Why would you want to turn that over to AI? You can’t. AI-generated art is created through its narrow understanding of algorithms and previously created content. It cannot form anything on its own. It has to look outward to create. Humans look inward. AI can try its best to write about the human experience. But it cannot capture it. Try asking ChatGPT if it can write about the death of your loved one. Tell it to write about the first time you fell in love. Have it write a story about your proudest moment. It will come up with something. But it will fail to capture what you felt with that experience. It may summarize a story of the meeting of soulmates. But it cannot describe the feelings the couple feels as they lock eyes across the room, fail to look away, and know from the bottom of their hearts that they are seeing the one they will share the rest of their lives with right in front of them. AI can write a story. But it cannot write your story.
It is through reading and writing that we connect with our own humanity. AI may be good for productivity and content creation. But that is not art. That is not what we connect with. We connect with the experiences people share and we identify with.
AI does not share experiences. It shares content. That is not the same.
A few weeks ago, I received two messages from complete strangers. As I’ve written and published my writing, I receive comments from readers who reach out and tell me their thoughts on the piece. My most recent piece was the most vulnerable I’ve written thus far — a personal essay about leaving my hometown. Though it was published last year, I received two messages on social media from people who just discovered the piece. They were from different parts of the world, but they thanked me for writing something that spoke to them. They both mentioned feeling seen by what the piece talked about through my personal story, and they reached out to thank me for it.
AI will never have that. An LLM will never have someone reach out to tell it how much they love their work. Those messages, that connection, comes only through sharing genuine human experiences. It can only come from stories, from art. It can only come through artists.

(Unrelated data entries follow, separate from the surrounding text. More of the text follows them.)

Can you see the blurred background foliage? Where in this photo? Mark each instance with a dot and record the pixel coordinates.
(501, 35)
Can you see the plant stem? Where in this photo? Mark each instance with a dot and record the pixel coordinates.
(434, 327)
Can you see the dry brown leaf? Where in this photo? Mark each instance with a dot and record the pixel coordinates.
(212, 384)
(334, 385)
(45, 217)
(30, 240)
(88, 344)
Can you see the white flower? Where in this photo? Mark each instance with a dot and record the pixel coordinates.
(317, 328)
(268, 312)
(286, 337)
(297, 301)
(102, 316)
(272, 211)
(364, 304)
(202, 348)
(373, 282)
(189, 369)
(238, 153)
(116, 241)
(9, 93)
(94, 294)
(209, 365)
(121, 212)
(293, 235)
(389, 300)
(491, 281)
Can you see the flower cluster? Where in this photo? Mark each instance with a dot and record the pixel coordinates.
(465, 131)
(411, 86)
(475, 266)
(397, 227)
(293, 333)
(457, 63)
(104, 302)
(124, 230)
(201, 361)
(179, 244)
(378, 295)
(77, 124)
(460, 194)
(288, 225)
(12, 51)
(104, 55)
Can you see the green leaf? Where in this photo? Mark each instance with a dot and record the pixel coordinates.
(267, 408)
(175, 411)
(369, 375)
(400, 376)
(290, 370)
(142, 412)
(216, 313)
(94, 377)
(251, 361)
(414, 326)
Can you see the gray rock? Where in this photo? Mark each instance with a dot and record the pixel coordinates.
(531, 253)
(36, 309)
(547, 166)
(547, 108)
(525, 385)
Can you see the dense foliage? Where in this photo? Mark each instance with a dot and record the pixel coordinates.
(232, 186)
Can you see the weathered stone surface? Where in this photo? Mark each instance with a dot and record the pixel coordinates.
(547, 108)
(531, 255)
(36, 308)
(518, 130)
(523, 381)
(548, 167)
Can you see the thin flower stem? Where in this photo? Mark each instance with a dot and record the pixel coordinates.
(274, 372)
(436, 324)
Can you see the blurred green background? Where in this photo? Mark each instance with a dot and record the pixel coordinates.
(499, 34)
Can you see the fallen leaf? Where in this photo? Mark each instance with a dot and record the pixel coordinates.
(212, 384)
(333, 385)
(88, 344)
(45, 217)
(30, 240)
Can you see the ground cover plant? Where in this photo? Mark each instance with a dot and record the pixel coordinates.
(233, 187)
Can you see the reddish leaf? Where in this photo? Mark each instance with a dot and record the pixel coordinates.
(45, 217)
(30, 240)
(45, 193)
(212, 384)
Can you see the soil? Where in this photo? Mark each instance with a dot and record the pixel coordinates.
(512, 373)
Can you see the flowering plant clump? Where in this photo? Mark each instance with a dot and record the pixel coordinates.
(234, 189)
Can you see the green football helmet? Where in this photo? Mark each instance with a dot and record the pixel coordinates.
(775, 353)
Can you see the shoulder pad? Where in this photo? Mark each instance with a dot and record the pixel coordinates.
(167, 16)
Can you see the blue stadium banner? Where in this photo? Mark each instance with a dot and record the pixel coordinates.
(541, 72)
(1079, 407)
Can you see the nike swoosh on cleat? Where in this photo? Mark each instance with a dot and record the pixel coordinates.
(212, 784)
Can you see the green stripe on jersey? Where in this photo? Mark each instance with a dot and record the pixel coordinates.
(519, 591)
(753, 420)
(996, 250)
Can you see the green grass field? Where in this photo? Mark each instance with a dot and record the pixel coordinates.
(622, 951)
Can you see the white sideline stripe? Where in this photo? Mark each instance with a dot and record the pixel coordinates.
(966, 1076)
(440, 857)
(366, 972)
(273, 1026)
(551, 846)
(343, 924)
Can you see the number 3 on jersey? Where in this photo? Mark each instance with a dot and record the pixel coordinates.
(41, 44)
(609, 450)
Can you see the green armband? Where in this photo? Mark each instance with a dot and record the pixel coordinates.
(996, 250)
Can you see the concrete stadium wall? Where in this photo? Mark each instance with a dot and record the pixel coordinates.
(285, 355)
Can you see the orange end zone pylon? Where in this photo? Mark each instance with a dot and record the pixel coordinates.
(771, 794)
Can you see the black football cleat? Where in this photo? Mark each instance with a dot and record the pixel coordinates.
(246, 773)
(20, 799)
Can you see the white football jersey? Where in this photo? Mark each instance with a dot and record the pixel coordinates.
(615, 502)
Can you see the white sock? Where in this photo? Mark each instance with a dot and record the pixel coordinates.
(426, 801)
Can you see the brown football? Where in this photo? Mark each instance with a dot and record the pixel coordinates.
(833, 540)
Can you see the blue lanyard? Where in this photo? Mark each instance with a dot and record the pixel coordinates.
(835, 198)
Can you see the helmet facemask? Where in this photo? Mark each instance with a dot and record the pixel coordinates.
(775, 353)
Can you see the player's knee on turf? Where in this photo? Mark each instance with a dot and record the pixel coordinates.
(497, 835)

AI may someday be capable enough to replicate Jon Fosse’s stream of consciousness. But it will never understand the true meaning of its text. As I finished reading Fosse’s novel, I reflected on what it spoke about. I connected with knowing that life is finite, that I can live a long life and outlive my loved ones. I can understand looking at a piece of art I created and feeling frustrated. I can understand sitting down, looking out, and seeing my life entirely as Asle does in the novel. I connected with the ideas and themes of the stories. I was emotionally invested in the story because it was so human. No matter how many times I had ChatGPT write me a story, it never provided the same catharsis as Fosse’s novel, as the writers who have inspired me before him, as the books, stories, and poems that made me want to write in the first place. It cannot speak for me. It cannot represent me.
Thus I declare what I believed from the start, and I declare it to every artist worried about AI as it continues to grow and evolve: you will always be better. You are human. Your experiences are human. And that is enough.